Scala has had the Option data-type for dealing with null
values:
val person: Option[Person] = ???
// You can pattern match on it:
person match {
case Some(e) => updateState(e)
case None => doNothing
}
// You can combine it with other values, sequentially:
for {
p <- person
a <- p.address
t <- transaction
} yield updateState(a, t)
// ... or in parallel (with the ability to get all error messages):
import cats.syntax.all.*
(person, transaction).mapN { (p, t) =>
updateState(p, t)
}
The big benefit of Option
is that it’s a “monadic type”, which also has to do with the fact that it’s a “boxed” type, meaning that Option[Option[T]]
is not the same as Option[T]
. This is very important, as that means that Option
has predictable behaviour (it’s lawful), and can be used in instances in which Option[Option[T]]
makes sense:
case class Person(
name: String,
address: Option[Address]
)
// For an HTTP PATCH, if a field is provided, it should be
// updated, otherwise, if `None`, then the old value is kept.
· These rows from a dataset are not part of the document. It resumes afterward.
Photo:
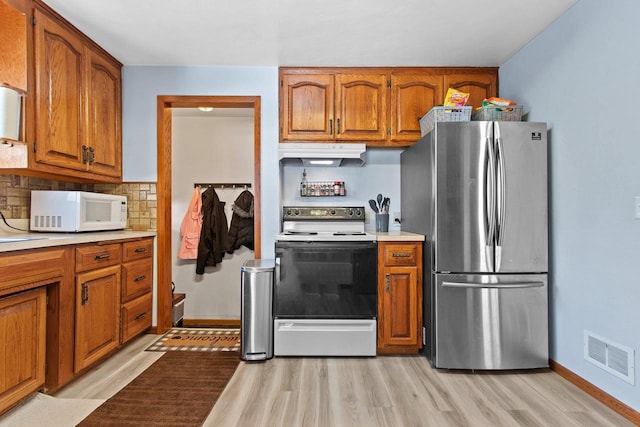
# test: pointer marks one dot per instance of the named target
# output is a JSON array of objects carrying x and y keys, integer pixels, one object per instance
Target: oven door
[{"x": 326, "y": 280}]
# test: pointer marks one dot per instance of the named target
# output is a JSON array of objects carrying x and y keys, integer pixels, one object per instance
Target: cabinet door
[
  {"x": 478, "y": 85},
  {"x": 400, "y": 304},
  {"x": 97, "y": 315},
  {"x": 412, "y": 96},
  {"x": 22, "y": 333},
  {"x": 105, "y": 142},
  {"x": 60, "y": 87},
  {"x": 13, "y": 49},
  {"x": 307, "y": 107},
  {"x": 361, "y": 107}
]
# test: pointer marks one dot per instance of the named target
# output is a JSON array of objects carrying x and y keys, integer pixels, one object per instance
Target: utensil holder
[{"x": 382, "y": 222}]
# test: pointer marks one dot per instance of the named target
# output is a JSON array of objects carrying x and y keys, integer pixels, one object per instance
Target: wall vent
[{"x": 613, "y": 358}]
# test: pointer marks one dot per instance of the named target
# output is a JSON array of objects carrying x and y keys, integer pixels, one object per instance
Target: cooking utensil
[{"x": 385, "y": 205}]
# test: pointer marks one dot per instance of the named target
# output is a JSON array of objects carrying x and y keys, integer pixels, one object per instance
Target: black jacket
[
  {"x": 241, "y": 229},
  {"x": 213, "y": 237}
]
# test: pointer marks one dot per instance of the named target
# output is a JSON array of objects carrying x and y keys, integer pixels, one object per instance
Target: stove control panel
[{"x": 323, "y": 213}]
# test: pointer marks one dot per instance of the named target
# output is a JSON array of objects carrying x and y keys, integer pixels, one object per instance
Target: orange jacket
[{"x": 190, "y": 228}]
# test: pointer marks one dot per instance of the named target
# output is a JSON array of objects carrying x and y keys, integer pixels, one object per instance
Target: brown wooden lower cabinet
[
  {"x": 61, "y": 307},
  {"x": 97, "y": 315},
  {"x": 399, "y": 297},
  {"x": 22, "y": 355}
]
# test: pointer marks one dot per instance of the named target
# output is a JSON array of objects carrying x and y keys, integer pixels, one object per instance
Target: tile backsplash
[{"x": 15, "y": 195}]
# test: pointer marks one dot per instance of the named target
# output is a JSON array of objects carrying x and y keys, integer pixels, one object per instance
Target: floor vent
[{"x": 613, "y": 358}]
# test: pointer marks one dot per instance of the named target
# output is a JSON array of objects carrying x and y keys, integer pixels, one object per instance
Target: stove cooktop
[{"x": 323, "y": 223}]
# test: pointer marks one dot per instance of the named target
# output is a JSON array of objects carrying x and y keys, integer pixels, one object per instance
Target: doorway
[{"x": 165, "y": 104}]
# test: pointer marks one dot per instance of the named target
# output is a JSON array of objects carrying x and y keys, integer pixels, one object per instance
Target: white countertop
[
  {"x": 397, "y": 236},
  {"x": 45, "y": 240}
]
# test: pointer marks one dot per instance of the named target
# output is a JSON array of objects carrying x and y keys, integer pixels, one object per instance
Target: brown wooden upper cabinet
[
  {"x": 378, "y": 106},
  {"x": 73, "y": 107},
  {"x": 330, "y": 107},
  {"x": 80, "y": 130}
]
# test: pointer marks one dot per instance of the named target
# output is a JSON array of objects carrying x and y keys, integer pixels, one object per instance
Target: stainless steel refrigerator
[{"x": 478, "y": 192}]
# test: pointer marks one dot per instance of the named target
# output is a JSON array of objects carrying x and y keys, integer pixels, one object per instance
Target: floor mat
[
  {"x": 198, "y": 339},
  {"x": 178, "y": 390}
]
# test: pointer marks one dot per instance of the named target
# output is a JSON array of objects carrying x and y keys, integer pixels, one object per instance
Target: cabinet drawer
[
  {"x": 136, "y": 316},
  {"x": 22, "y": 270},
  {"x": 97, "y": 256},
  {"x": 137, "y": 278},
  {"x": 138, "y": 249},
  {"x": 400, "y": 254}
]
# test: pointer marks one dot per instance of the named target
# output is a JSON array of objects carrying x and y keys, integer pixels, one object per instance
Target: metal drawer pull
[
  {"x": 401, "y": 255},
  {"x": 84, "y": 294}
]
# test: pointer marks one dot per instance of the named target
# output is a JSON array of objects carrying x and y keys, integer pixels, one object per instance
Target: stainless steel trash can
[{"x": 256, "y": 312}]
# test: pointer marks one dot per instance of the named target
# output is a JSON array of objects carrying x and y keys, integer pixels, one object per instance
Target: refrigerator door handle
[
  {"x": 501, "y": 202},
  {"x": 503, "y": 285},
  {"x": 490, "y": 202},
  {"x": 276, "y": 273}
]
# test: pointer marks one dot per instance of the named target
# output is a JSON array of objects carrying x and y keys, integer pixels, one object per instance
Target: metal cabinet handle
[
  {"x": 84, "y": 294},
  {"x": 400, "y": 255}
]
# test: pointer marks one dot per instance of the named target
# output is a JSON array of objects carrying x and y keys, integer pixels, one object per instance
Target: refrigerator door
[
  {"x": 521, "y": 188},
  {"x": 491, "y": 321},
  {"x": 464, "y": 197}
]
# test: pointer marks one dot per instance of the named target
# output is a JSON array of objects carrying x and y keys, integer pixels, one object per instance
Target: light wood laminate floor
[{"x": 383, "y": 391}]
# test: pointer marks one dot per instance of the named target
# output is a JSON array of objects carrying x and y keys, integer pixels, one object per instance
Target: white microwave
[{"x": 75, "y": 211}]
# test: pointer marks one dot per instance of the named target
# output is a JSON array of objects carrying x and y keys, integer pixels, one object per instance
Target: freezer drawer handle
[{"x": 503, "y": 285}]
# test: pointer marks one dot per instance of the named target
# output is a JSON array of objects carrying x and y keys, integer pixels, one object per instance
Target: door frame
[{"x": 165, "y": 103}]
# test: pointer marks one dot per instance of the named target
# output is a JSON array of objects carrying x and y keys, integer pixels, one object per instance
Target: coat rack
[{"x": 223, "y": 185}]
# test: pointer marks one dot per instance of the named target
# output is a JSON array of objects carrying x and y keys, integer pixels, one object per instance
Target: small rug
[
  {"x": 178, "y": 390},
  {"x": 198, "y": 339}
]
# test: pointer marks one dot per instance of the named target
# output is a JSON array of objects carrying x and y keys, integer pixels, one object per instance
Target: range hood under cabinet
[{"x": 322, "y": 154}]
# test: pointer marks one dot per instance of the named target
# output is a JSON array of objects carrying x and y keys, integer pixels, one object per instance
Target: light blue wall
[
  {"x": 581, "y": 76},
  {"x": 141, "y": 87}
]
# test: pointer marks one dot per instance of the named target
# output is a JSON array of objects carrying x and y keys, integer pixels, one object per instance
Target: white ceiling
[{"x": 312, "y": 32}]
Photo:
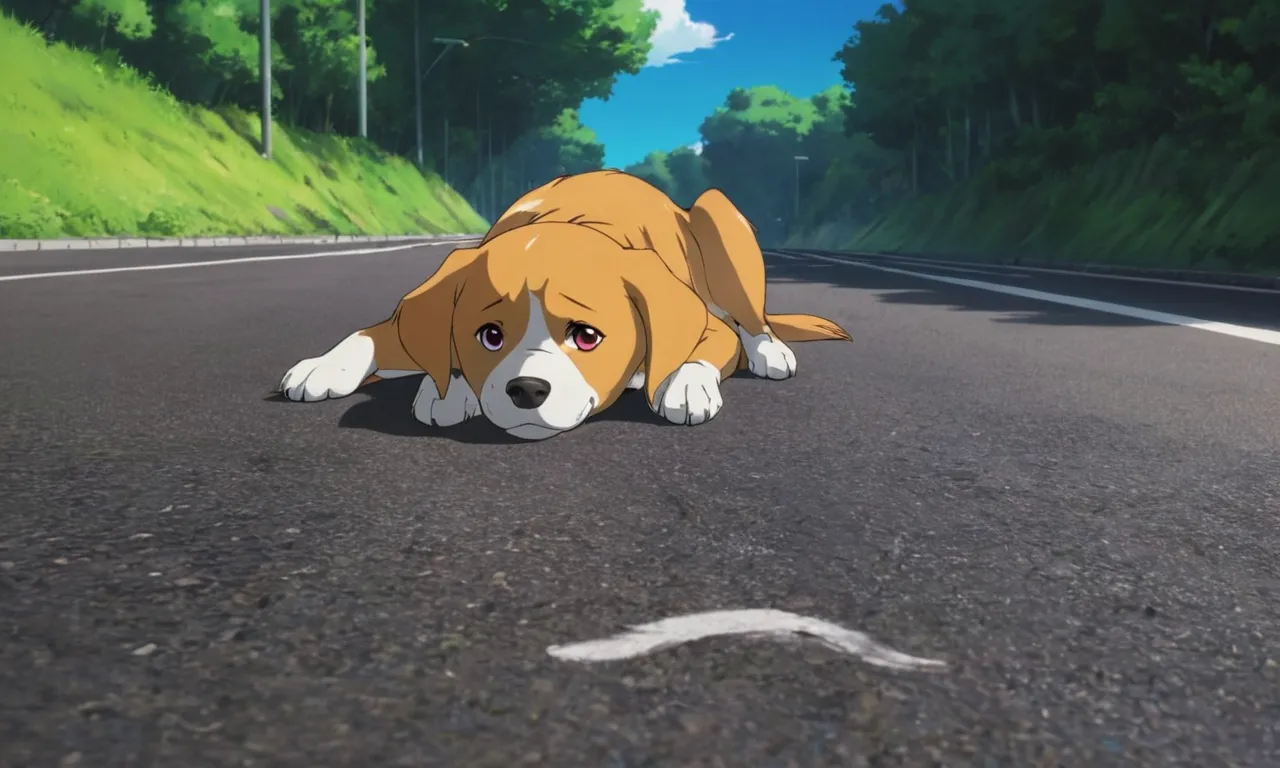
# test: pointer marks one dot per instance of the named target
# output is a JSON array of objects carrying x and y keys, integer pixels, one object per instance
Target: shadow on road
[{"x": 903, "y": 289}]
case class PersonHttpPatchRequest(
name: Option[String],
address: Option[Option[Address]]
)
Scala 3 also has A | Null
as a type, with the explicit-nulls compiler option being required to make it useful. This is similar to what Kotlin provides, the so-called A?
, although slightly less mature.
The downside of A | Null
is that it’s not a monadic type. It’s not lawful in the same way as Option
is. And that’s because it’s not a boxed type. A | Null | Null
is the same as A | Null
. Therefore, this no longer works:
case class Person(
name: String,
address: Address | Null
)
// Oops! This isn't right:
case class PersonHttpPatchRequest(
name: String | Null,
address: String | Null | Null
)
Another downside is that you can’t really use A | B
for expressing Either[Error, Result]
. This is because you don’t know which is the error and which is the result.
trait Parser[A] {
// Doesn't work as `parse` could produce a `Right(ParseError)`,
// after all, I can't see why errors shouldn't be serializable
// and deserializable.
def parse(input: String): ParseError | A
}
The A | B
type is auto-flattening because A | B
is a supertype of A
, meaning that A <: A | B
and B <: A | B
. So A | Null | Null
is the same as A | Null
, which is a supertype of A
.
This has 2 advantages:
- Scala is an OOP language, and we care about the variance of type parameters, so
A | B
is better thanAA >: A
in the type signature of methods. A | Null
being a supertype it means that using it can preserve backwards-compatibility.
For the first point, consider this:
// we've got a covariant type parameter
sealed trait List[+A] {
def prepend1[B >: A](value: B): List[B] = ???
def prepend2[B](value: B): List[A | B] = ???
}
Which of these two methods is better? IMO, it’s the second one because it’s more expressive, whereas the first one is losing information. In fairness, the Scala compiler can and probably does infer that B >: A
can be A | B
, so we’re essentially comparing Scala 2 with Scala 3 here. And I’d rather talk about a List[Int | String]
, for example, than a List[Any]
.
For the second point, given these methods:
// For testing contra-variance
def foo(value: A): B
If we change its signature to using A | Null
, then we aren’t breaking compatibility, because all the call sites still work:
// Contra-variance, still compatible
def foo(value: A | Null): B
// ....
// Still works in all the older code
val a: A = ???
foo(a)
But if we’d use Option[A]
instead, we’d break source and binary compatibility, which is especially problematic on the JVM due to all the dynamic linking of transitive dependencies:
def foo(value: Option[A]): B
// ...
// This now breaks
val a: A = ???
foo(a) // Error
Of course, the old fashioned way of dealing with this is to use method overloading, assuming you can do it (unless type erasure gets in the way):
def foo(value: A): B = foo(Some(value))
def foo(value: Option[A]): B
Also, it wouldn’t work for return types, so for example:
// If we are forced to keep this signature
def foo(value: A): Option[B]
// We can't add an overload like this
def foo(value: A): B
So there you have it. Currently, there’s no free lunch and I actually like both.